• Jorge Talixa

Acidentes repetem-se na linha-férrea em Vila Franca


O troço de linha-férrea que atravessa a cidade de Vila Franca de Xira voltou, esta quarta-feira, a ser palco de um acidente mortal, com um homem de cerca de 70 anos a ser colhido por um comboio na zona da estação. Já na manhã do passado sábado, uma mulher de 67 anos foi colhida por um comboio quando atravessava a linha na zona da passagem de nível. Para esta semana está prevista uma nova reunião entre a Câmara vila-franquense e a

Infraestruturas de Portugal, tendo em vista a mudança do local da passagem de nível para a zona do parque de estacionamento do Largo 5 de Outubro, próximo da praça de toiros. O acidente desta quarta-feira deu-se cerca das 15h20, com um idoso de cerca de 70 anos, residente na zona da Costa da Caparica, a ser colhido por um comboio na plataforma de embarque situada próximo da Rua da Praia. De acordo com fonte dos Bombeiros de

Vila Franca, o idoso foi atingido numa perna e na cabeça, mas a violência do embate terá causado as lesões mortais. O óbito foi confirmado no local e o corpo transportado para a morgue do Hospital. Já na manhã de sábado, uma idosa de 67 anos foi colhida mortalmente por um comboio que circulava no sentido Norte-Sul.
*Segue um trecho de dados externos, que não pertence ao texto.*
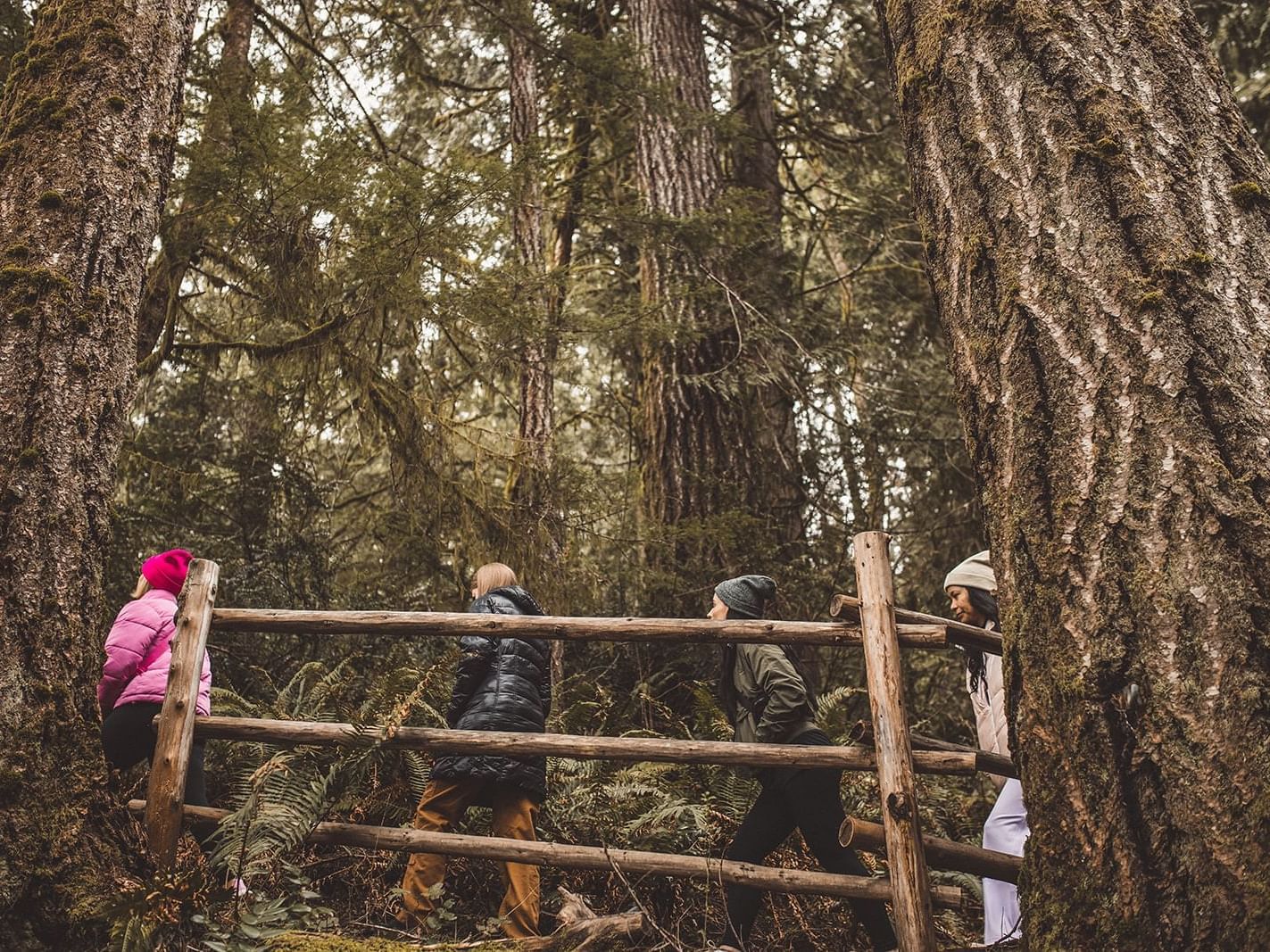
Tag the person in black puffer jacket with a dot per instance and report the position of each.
(503, 684)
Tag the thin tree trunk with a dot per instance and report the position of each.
(543, 303)
(765, 279)
(202, 188)
(537, 360)
(89, 117)
(699, 447)
(1098, 225)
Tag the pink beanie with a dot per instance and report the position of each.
(168, 570)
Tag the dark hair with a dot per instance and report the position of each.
(728, 682)
(985, 603)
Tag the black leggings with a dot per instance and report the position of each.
(129, 738)
(809, 801)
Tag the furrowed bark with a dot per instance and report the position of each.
(87, 120)
(701, 463)
(1098, 225)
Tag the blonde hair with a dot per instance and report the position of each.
(492, 575)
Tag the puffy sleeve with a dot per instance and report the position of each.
(477, 651)
(131, 636)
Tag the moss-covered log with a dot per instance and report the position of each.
(87, 120)
(1098, 226)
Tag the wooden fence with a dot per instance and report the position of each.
(879, 628)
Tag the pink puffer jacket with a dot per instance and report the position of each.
(136, 633)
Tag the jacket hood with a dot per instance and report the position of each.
(510, 600)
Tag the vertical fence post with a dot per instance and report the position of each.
(915, 923)
(167, 795)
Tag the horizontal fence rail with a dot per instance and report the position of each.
(984, 760)
(569, 745)
(940, 853)
(958, 633)
(596, 858)
(567, 628)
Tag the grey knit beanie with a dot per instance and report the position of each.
(746, 595)
(975, 573)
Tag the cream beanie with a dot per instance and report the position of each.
(973, 573)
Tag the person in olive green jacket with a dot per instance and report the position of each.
(768, 700)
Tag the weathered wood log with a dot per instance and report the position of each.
(455, 624)
(596, 858)
(984, 760)
(570, 745)
(958, 633)
(940, 853)
(176, 720)
(915, 922)
(579, 928)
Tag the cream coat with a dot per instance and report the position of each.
(990, 709)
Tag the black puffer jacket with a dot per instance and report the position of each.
(504, 684)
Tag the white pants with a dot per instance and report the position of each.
(1005, 831)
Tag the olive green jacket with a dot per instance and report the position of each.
(772, 705)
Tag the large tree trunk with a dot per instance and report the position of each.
(89, 117)
(701, 459)
(1098, 224)
(202, 200)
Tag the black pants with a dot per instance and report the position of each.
(129, 738)
(809, 801)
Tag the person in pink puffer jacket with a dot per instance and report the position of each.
(135, 675)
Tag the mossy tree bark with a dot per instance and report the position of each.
(706, 488)
(87, 128)
(1098, 225)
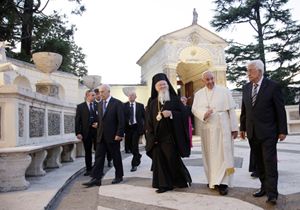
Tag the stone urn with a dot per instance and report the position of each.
(47, 62)
(128, 90)
(92, 81)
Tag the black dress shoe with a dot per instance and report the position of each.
(254, 175)
(93, 182)
(87, 173)
(259, 193)
(163, 189)
(271, 200)
(223, 189)
(117, 180)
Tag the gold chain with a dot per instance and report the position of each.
(209, 99)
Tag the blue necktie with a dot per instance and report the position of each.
(254, 94)
(131, 114)
(91, 113)
(104, 106)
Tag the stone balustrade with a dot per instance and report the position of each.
(36, 132)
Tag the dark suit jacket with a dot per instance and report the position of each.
(267, 118)
(110, 124)
(139, 115)
(82, 119)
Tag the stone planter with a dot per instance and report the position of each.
(92, 81)
(47, 62)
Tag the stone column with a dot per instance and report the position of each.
(53, 157)
(170, 71)
(69, 153)
(12, 171)
(36, 166)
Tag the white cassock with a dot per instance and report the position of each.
(215, 132)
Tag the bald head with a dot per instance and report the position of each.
(132, 96)
(104, 91)
(208, 79)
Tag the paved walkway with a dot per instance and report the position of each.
(135, 192)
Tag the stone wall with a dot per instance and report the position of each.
(29, 118)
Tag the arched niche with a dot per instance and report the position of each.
(22, 81)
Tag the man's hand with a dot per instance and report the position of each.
(118, 138)
(234, 134)
(166, 113)
(242, 134)
(281, 137)
(79, 136)
(95, 125)
(207, 114)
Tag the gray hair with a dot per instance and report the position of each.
(105, 86)
(258, 64)
(207, 72)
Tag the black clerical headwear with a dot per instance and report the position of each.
(156, 78)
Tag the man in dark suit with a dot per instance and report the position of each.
(110, 132)
(134, 127)
(96, 102)
(85, 118)
(263, 117)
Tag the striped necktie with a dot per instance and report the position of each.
(104, 106)
(254, 93)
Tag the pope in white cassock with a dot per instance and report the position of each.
(214, 107)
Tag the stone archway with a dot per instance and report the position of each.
(23, 82)
(193, 62)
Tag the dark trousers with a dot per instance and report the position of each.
(252, 164)
(265, 155)
(101, 150)
(108, 155)
(88, 143)
(132, 138)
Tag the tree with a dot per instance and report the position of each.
(276, 40)
(37, 31)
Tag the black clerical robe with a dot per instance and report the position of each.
(167, 140)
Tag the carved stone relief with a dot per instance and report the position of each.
(53, 123)
(36, 122)
(69, 124)
(21, 112)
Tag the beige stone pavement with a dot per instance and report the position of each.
(135, 192)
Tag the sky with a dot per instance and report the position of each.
(114, 34)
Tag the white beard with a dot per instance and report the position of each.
(163, 96)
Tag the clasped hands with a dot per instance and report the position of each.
(207, 114)
(281, 136)
(166, 113)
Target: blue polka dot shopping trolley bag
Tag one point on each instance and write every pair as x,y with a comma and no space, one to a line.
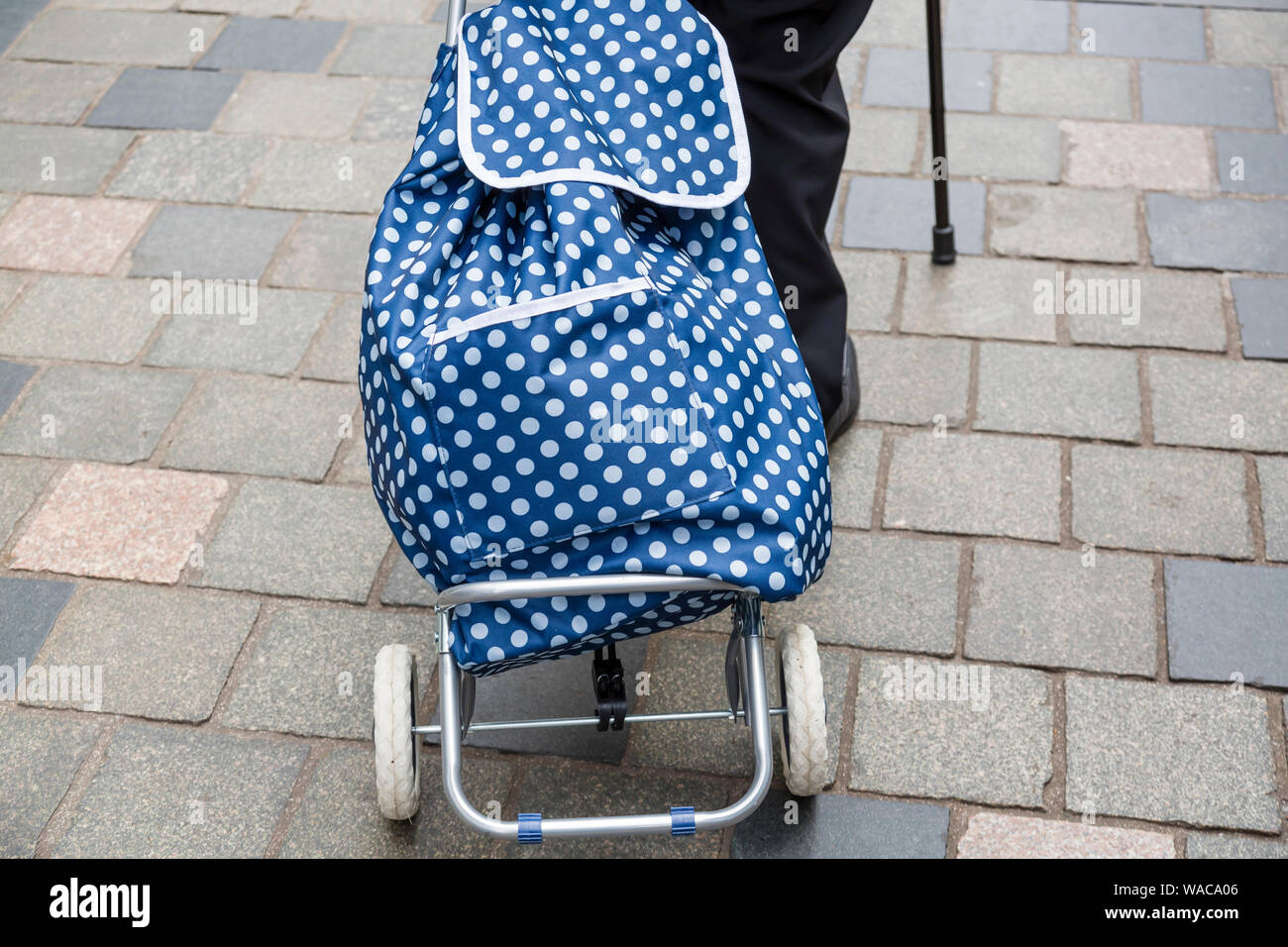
587,418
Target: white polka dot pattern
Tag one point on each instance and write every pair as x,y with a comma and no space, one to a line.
574,377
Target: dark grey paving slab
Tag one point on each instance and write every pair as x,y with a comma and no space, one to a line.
1063,608
163,654
163,99
898,214
116,415
866,596
338,817
39,757
1170,753
267,427
833,826
1223,234
296,539
898,77
1153,33
217,243
554,688
271,44
987,740
30,608
1252,162
1227,622
312,671
178,792
1010,25
1262,309
1185,94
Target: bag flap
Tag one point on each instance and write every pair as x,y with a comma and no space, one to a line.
635,95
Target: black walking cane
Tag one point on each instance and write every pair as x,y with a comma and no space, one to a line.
941,241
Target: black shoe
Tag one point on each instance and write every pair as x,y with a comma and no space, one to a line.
849,408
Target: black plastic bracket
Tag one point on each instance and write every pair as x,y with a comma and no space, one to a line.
609,689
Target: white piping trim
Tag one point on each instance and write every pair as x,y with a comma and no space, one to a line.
539,307
475,161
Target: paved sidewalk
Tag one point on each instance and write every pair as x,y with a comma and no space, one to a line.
1068,489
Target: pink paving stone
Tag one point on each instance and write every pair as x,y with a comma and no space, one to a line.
1150,158
69,235
990,835
120,522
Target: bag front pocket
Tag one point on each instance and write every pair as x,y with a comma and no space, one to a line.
567,415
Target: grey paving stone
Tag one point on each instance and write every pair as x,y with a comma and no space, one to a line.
911,380
1210,402
1262,309
1065,223
1261,159
1170,753
334,355
386,50
688,674
55,93
883,141
39,757
115,37
314,175
338,817
1153,33
1225,620
1223,234
1000,147
979,296
95,414
1060,608
853,466
987,741
1188,94
1273,476
326,252
166,791
975,483
1218,845
310,672
872,279
1042,389
1181,311
217,243
165,654
295,539
1160,500
31,607
267,427
1076,86
295,106
898,214
283,46
163,99
1029,25
189,167
898,77
80,317
554,688
270,344
566,789
21,482
883,591
831,826
50,158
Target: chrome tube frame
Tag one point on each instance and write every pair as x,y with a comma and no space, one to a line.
755,702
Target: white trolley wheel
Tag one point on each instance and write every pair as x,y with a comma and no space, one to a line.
397,746
804,728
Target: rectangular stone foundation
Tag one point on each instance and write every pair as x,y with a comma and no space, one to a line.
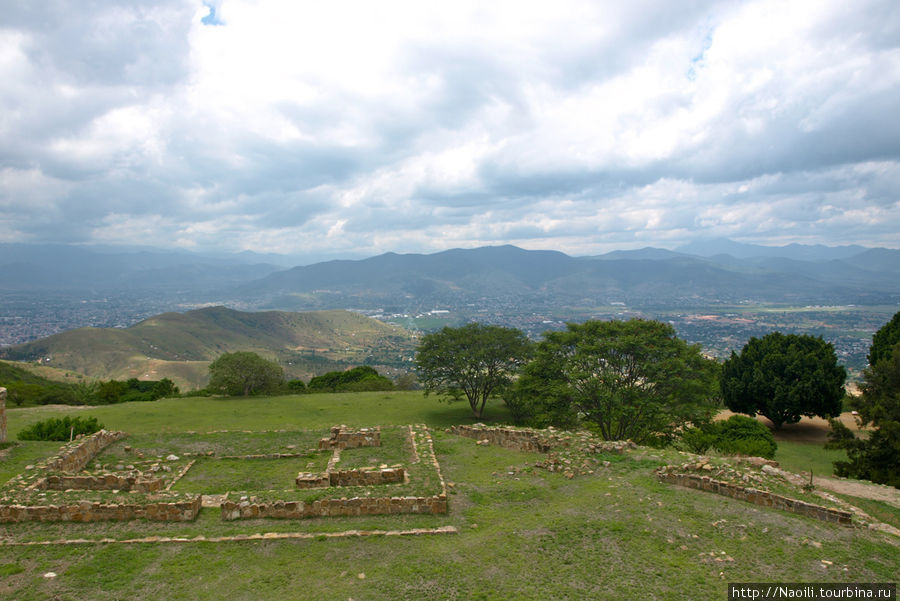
334,507
107,482
343,437
358,477
757,497
517,440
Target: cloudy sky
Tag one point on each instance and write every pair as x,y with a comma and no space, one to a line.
343,128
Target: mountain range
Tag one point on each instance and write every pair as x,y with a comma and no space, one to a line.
709,271
180,346
650,277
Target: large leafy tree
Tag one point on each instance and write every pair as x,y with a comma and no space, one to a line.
884,340
877,457
628,379
784,377
244,374
474,362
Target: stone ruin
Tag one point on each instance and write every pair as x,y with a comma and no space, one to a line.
343,437
61,473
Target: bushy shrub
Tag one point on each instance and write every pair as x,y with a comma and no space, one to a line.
741,435
738,435
56,428
699,439
358,379
295,386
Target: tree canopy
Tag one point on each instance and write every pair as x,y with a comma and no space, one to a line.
474,361
628,379
876,458
884,340
784,377
358,379
244,374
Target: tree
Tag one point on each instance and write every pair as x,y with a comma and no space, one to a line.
876,458
884,340
627,379
358,379
244,374
784,377
474,361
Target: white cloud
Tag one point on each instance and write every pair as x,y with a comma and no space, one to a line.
354,127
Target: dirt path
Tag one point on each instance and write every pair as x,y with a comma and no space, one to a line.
815,430
874,492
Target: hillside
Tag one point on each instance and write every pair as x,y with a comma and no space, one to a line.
181,345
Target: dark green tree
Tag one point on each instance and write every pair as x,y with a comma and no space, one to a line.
627,379
474,362
358,379
784,377
244,374
884,340
876,458
296,387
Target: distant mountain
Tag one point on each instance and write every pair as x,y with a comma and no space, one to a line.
798,252
65,267
181,345
507,276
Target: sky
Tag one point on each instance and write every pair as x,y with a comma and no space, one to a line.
353,128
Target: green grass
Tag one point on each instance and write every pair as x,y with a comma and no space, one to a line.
881,511
801,457
294,412
524,533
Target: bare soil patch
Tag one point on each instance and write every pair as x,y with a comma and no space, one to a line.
808,429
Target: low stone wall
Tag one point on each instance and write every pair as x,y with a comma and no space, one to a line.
2,415
312,480
359,477
510,438
757,497
343,437
105,482
75,455
86,511
334,507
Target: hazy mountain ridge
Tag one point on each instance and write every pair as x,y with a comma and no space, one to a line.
181,345
641,276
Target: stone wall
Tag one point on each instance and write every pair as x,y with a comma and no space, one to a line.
757,497
87,511
370,476
105,482
2,415
343,437
510,438
356,506
74,456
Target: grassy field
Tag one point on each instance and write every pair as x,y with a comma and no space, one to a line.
524,533
801,457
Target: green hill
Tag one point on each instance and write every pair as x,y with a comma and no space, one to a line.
180,346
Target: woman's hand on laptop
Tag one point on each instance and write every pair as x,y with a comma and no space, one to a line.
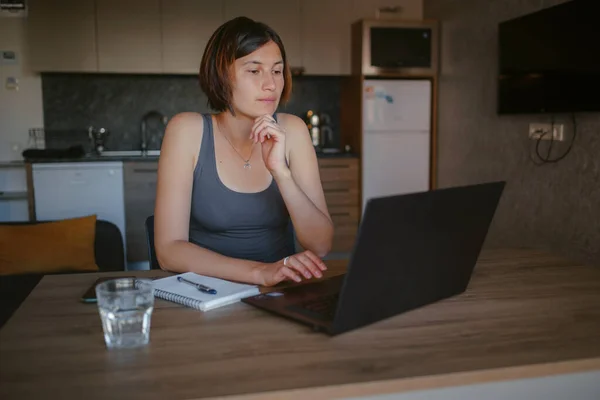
295,267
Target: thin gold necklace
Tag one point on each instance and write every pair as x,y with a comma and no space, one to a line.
246,162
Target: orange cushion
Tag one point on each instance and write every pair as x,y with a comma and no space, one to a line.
46,247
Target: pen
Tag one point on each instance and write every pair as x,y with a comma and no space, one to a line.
198,286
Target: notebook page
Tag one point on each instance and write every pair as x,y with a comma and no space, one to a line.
227,292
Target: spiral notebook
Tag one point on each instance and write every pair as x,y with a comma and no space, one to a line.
185,294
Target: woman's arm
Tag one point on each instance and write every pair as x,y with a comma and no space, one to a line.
301,188
174,252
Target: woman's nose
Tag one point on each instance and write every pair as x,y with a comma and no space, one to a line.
269,82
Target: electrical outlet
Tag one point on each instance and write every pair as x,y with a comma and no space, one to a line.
543,130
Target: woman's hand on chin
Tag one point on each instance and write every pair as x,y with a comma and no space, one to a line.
271,136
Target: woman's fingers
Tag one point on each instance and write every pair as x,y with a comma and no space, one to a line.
315,259
290,274
305,265
310,265
295,263
263,127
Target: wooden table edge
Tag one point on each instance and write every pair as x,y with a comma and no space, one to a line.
426,382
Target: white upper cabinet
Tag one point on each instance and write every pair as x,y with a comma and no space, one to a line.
281,15
169,36
62,35
129,36
407,9
186,27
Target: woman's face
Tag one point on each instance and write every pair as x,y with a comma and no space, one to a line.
258,81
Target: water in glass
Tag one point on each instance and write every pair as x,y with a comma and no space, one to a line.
125,307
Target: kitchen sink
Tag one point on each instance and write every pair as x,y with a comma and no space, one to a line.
130,153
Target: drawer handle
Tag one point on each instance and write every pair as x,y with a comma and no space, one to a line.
145,170
337,190
335,166
346,214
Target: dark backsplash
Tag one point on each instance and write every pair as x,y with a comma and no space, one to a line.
117,102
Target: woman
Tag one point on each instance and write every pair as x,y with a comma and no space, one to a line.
229,184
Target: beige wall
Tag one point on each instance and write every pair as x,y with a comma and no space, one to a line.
19,109
554,206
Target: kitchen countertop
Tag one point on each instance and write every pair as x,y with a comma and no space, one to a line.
126,158
12,164
525,314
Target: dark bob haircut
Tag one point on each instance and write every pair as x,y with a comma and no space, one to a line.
232,40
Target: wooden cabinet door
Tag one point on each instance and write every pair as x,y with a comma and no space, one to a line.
340,180
282,16
326,36
139,181
186,27
62,35
129,36
408,9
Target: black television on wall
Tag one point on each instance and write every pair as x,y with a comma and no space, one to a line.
549,61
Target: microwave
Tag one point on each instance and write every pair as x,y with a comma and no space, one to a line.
395,47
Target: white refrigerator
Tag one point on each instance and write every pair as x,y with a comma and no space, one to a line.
396,137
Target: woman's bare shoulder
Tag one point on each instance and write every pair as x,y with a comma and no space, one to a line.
185,123
184,130
292,124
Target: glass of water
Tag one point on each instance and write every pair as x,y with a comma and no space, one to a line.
125,307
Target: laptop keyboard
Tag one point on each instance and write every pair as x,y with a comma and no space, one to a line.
321,308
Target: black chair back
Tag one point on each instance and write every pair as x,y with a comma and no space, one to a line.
108,244
150,239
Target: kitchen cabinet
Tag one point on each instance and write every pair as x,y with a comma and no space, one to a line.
186,27
139,178
61,35
408,9
13,193
325,34
161,36
282,16
340,180
129,36
71,190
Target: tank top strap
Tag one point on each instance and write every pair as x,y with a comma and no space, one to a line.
206,156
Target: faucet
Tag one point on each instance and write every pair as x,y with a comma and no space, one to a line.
163,119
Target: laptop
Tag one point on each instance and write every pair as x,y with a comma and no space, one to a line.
411,250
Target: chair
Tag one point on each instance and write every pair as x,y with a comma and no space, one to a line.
108,250
150,240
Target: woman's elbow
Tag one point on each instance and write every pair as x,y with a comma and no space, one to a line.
162,252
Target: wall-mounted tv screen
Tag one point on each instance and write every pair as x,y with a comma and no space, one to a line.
549,61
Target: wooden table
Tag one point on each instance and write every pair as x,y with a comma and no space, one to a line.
525,314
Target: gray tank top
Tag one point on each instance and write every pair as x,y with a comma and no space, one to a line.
252,226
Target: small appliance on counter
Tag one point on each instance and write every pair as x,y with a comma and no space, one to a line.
98,139
321,133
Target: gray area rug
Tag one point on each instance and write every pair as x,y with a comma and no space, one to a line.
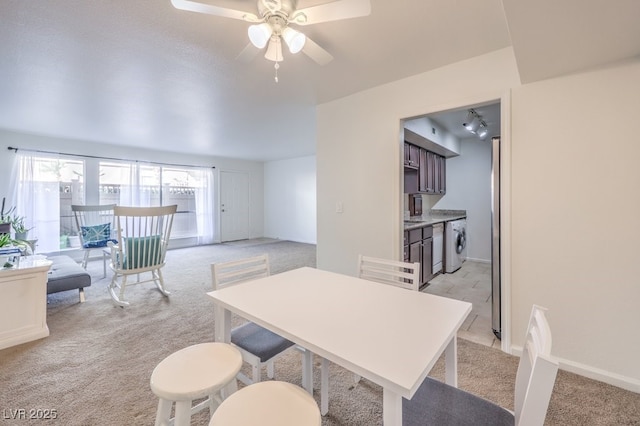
95,366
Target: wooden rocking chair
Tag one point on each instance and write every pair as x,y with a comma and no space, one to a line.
143,235
95,228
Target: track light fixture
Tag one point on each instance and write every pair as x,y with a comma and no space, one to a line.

No local estiveram os Bombeiros de Vila Franca, a PSP e uma equipa de psicólogos do INEM. O assunto foi, também,

colocado na reunião camarária desta quarta-feira pelo vereador Nuno Libório (CDU), que lembrou que a passagem de nível que dá acesso ao cais de Vila Franca foi palco de mais de duas dezenas de acidentes mortais nos últimos 12 anos. “Há mais uma morte a lamentar na passagem de nível de Vila Franca. Enquanto não houver uma solução definitiva por parte do Governo e da IP e enquanto a passagem de nível estiver como está, isto só se resolve com a

reposição de um guarda da passagem. Ou a câmara insiste com a IP no sentido de tomar medidas definitivas ou vamos continuar a ter acidentes mortais ali”, vincou. Alberto Mesquita, presidente da Câmara vila-franquense, observou que está marcada ainda para esta semana uma nova reunião da edilidade com a IP para definir como é que se vai desenvolver a “parceria” para a deslocalização da passagem de nível cerca de 250 metros mais para

sul. “Esta relocalização vai ter uma vantagem bastante grande que é a visibilidade. Na actual passagem, muitas vezes as pessoas não têm a melhor visibilidade porque está muito próximo de uma curva”, sublinha Alberto Mesquita, frisando que será preciso também chegar a acordo com o Novo Banco para que disponibilize uma faixa de terreno paralela à linha, que permita construir uma via de ligação rodoviária ao cais e à biblioteca municipal da

cidade, conhecida por “Fábrica das Palavras”. “Se as pessoas não cumprem em termos de cumprimento das regras de segurança é complicado. Por isso, esta passagem de nível será fechada e deslocalizada para sul”, constatou o presidente da Câmara.